Tris (2-chloroethyl) phosphate (TCEP), a typical organophosphate flame retardant, is of increasingly great concern considering their ubiquitous presence in aquatic environments and potential ecotoxicity. The present work was aimed to investigate the potential growth inhibition and hepatic stress induced by whole life-cycle exposure to TCEP (0.8, 4, 20 and 100μg/L) in zebrafish. The results revealed that the body length, body mass and hepatic-somatic index (HSI) of zebrafish were significantly declined after exposure to TCEP for 120days. GPx activity and GSH content were increased in the liver of zebrafish treated with low concentrations (0.8 and 4μg/L) of TCEP, while exposure to high concentrations (20 and 100μg/L) of TCEP reduced antioxidative capacity and elevated lipid peroxidation (LPO) levels.
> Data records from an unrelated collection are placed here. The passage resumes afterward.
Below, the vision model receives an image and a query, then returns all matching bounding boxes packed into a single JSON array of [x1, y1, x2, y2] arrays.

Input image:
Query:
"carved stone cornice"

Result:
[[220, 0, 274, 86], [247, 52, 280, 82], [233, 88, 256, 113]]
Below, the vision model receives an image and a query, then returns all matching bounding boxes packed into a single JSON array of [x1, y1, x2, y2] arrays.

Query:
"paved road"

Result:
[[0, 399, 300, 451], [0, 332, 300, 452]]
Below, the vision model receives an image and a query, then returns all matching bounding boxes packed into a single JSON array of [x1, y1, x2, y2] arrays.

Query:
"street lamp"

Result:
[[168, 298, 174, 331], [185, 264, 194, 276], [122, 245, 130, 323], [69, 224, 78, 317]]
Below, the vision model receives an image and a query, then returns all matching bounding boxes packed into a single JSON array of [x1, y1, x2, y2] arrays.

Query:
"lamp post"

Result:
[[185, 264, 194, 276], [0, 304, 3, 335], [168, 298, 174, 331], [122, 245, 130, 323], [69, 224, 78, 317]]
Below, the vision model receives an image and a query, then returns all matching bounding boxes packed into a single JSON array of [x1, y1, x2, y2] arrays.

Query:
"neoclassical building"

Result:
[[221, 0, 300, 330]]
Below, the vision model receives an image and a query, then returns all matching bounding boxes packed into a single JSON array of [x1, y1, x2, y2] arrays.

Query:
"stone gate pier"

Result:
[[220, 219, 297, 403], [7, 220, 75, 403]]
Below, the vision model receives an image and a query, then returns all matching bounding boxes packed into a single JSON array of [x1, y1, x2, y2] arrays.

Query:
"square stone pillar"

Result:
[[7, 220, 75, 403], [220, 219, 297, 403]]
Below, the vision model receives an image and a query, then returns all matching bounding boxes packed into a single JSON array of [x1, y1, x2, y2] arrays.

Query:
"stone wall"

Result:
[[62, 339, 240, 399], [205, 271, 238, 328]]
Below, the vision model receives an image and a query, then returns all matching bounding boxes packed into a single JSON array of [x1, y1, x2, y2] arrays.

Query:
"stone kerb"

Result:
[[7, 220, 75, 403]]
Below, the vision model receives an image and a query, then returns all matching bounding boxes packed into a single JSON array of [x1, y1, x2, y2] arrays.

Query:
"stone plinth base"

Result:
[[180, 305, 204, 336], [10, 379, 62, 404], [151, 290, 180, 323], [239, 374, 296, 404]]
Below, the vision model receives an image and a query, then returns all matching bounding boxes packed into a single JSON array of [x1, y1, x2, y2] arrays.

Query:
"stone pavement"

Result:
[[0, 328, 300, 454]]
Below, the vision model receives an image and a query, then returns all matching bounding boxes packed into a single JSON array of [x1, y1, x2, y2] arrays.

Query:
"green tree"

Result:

Gene transcription analysis demonstrated that the mRNA levels of nrf2 were altered in a similar manner to the transcription of the downstream genes nqo1 and hmox1, suggesting that Nrf2-Keap1 pathway mediated TCEP-induced oxidative stress in zebrafish liver. In addition, TCEP exposure might alleviate inflammatory response through down-regulating transcription of inflammatory cytokines (il-1β, il-6 and inos), and induce apoptosis via activating the p53-Bax pathway. Moreover, whole life-cycle exposure to TCEP caused a series of histopathological anomalies in zebrafish liver. Overall, our results revealed that lifetime exposure to environmentally relevant concentrations of TCEP could result in growth retardation and induce significant hepatotoxicity in zebrafish.